La suite de l’enquete...:ENQUÊTE L'Italie a déjà connu par le passé des vagues de migration massives. Mais cette fois, le phénomène touche essentiellement les jeunes diplômés. Ces cinq dernières années, 156.000 d'entre eux sont allés s'installer à l'étranger.
« Qui t'a obligé à venir ? » C'est la question que pose tout jeune Italien à un étranger de son âge lorsqu'il apprend qu'il vit dans son pays. Un sourire ironique accompagne un regard où l'étonnement le dispute à l'envie. Celle de pouvoir partir à l'étranger, « où tout fonctionne mieux », « où tout est plus facile », « où tout est possible ». Les rapports de l'Institut national de statistique, l'Istat, et des instituts de recherche les plus variés sont d'une déprimante monotonie. Ils arrivent tous à la même conclusion : la jeunesse italienne est une jeunesse sacrifiée.

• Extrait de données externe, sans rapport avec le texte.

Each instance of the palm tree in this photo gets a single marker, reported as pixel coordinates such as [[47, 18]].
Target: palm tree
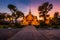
[[15, 12], [44, 9]]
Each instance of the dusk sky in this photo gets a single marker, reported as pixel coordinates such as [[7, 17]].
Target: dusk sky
[[25, 5]]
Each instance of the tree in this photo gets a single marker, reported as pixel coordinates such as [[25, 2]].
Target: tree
[[44, 9]]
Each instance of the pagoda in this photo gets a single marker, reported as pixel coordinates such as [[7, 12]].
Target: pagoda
[[30, 19]]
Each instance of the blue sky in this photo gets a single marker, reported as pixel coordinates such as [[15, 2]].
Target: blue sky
[[24, 5]]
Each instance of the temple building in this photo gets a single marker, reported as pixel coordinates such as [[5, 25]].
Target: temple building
[[30, 19]]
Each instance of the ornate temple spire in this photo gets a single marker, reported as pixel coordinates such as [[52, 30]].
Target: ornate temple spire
[[29, 11]]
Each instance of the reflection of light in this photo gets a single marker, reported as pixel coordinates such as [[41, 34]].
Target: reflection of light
[[20, 19], [47, 17], [41, 18]]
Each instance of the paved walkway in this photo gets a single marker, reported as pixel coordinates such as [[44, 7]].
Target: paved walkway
[[29, 33]]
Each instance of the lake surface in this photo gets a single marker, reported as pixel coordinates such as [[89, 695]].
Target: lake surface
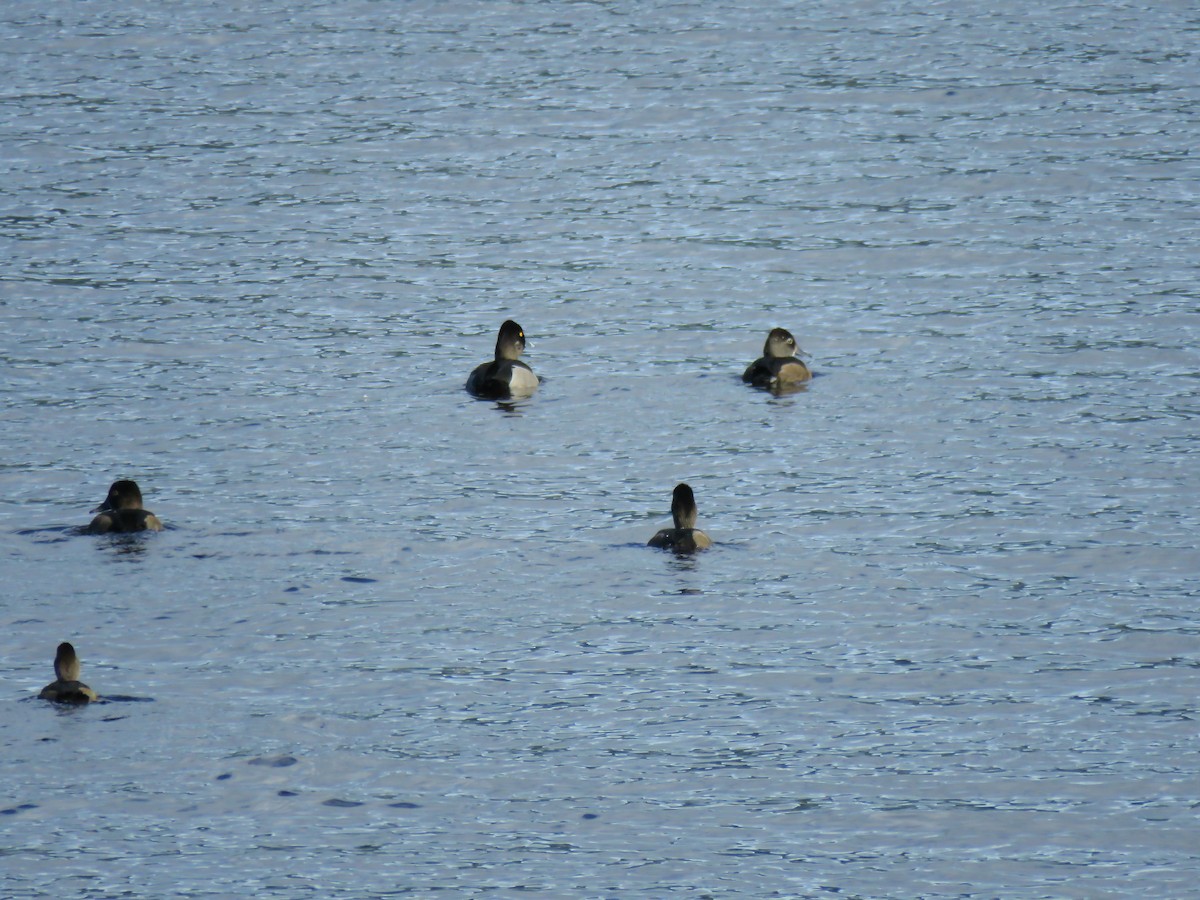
[[399, 641]]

Le taux de chômage des jeunes s'établit à près de 33 %, le double de la moyenne européenne. Les membres de la génération Y, celle née entre les années 1980 et l'an 2000, bénéficient d'un revenu inférieur de plus de 15 % à la moyenne des habitants de la péninsule. « Ils n'ont pas besoin d'égrener l'interminable liste des chiffres confirmant les inégalités dont ils sont victimes, le peu de considération dont ils font l'objet dans une société vieillissante qui conforte sa gérontocratie et l'absence de perspective dans un pays qui n'investit plus depuis plusieurs décennies dans la formation et la recherche », explique Maddalena Tirabassi, directrice du centre Altreitalie sur les migrations italiennes. Prendre le chemin de l'étranger ouvre la possibilité d'exercer un emploi digne de leur niveau d'études, de leurs aspirations et correctement rémunéré.